Special cause: averments of loss
[27] If it were thought that Lady Cosgrove stated in Bromham [supra] that in no case where there is a risk of claims overlapping should a jury trial be allowed, I would respectfully disagree. But the issue in the present case is somewhat different. As Lord Macfadyen explained in Gillies [supra]
"[In Bromham] the problem was that there were two separate claims, founded on separate legal principles, which it was thought overlapped and would be difficult for a jury to keep separate in their minds. The risk, I think, was that a jury might take account of the same factors in quantifying both claims, and thus make awards which doubly compensated part of the loss."
[28] In the present case there is on averment no factual overlap - no "common thread" to use the language of Bromham - between the claim for depression, article 6.1, and the claim for loss of society, article 7.1. As regards the former it is averred in article 6.1:
"[The first pursuer] suffered carbon monoxide poisoning.

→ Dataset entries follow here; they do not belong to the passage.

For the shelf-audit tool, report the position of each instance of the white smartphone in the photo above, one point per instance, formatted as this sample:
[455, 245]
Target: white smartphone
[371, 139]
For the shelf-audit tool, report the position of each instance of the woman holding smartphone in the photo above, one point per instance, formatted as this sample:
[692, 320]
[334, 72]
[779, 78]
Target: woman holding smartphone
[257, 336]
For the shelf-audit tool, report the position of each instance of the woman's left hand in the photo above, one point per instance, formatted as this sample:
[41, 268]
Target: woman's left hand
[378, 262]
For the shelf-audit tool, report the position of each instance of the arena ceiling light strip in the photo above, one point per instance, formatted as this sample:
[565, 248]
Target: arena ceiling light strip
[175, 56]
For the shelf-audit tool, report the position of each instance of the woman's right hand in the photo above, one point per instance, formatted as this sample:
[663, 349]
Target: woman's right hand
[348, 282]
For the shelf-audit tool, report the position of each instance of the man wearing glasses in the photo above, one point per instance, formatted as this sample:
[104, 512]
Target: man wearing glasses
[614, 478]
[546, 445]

She was rendered unconscious...The first pursuer developed coronary disease and angina as a result of acute carbon monoxide poisoning. She has also developed a Depressive Disorder (DSM IV diagnostic code 311) as a result of the accident."
To be relevant a claim for consequential psychiatric injury must specify a recognised pathology, as the first pursuer's claim does under reference to DSM IV. In context, the averment of depression must be read as Mr Watson submitted as a reference to the result or one of the results of the accident to the first pursuer herself.
[29] Separately the first pursuer has a claim in Article 7.1 under the Damages (Scotland) Act 1976 as amended for her non-patrimonial loss as the result of the death of her husband. The first pursuer avers that she "has been deprived of society of her husband." Both sides appeared to accept that this form of words is apt to include the usual or frequent concomitants of loss of a relative recognised by the statute, viz distress, anxiety, grief and sorrow: but there is clearly no claim for a consequential depressive disorder as a result of the death. Such a claim would have to be distinctly averred - and it is not [Gillies supra.]
[30] The perceived problem in Bromham as I understand it was that both the s 1(4) claim and the claim for PTSD had a common origin, presumably the claimants' experience of the death of the deceased. In relation to the s 1(4) claims the claimants were themselves primary victims; and in relation to the PTSD claims, the claimants were secondary victims. The first pursuer's claim as a secondary victim was of doubtful relevancy given that he did not actually witness the accident that had killed his wife [Bromham at 1139-1140]. It is entirely understandable in these circumstances that Lady Cosgrove should have been reluctant to send the case to a jury. Her ladyship also said: "It is recognised however that cases of psychiatric illness raise questions of unusual difficulty for the court." This was not a submission that Mr Watson advanced in relation to the instant case, and rightly so in my view. Since 1997 claims for consequential psychological trauma and psychiatric illness have become commonplace in personal injury cases and do not on the whole raise questions of "unusual" difficulty.
[31] I was not persuaded that there would be undue difficulty in directing the jury in relation to the first pursuer's claims in the instant case or that there would be a material risk of over-compensation.
Conclusion
[32] As explained, despite the well-presented submission from Mr Watson, I was left unpersuaded on the substance of the matter, namely that there was special cause for withholding the right to a jury trial. Parties did not make submissions in relation to the implications for the second, third and fourth pursuers. Had the matter been in the balance that is something I should have been bound to address because the "overlapping heads of claim" argument has no relevance to their cases.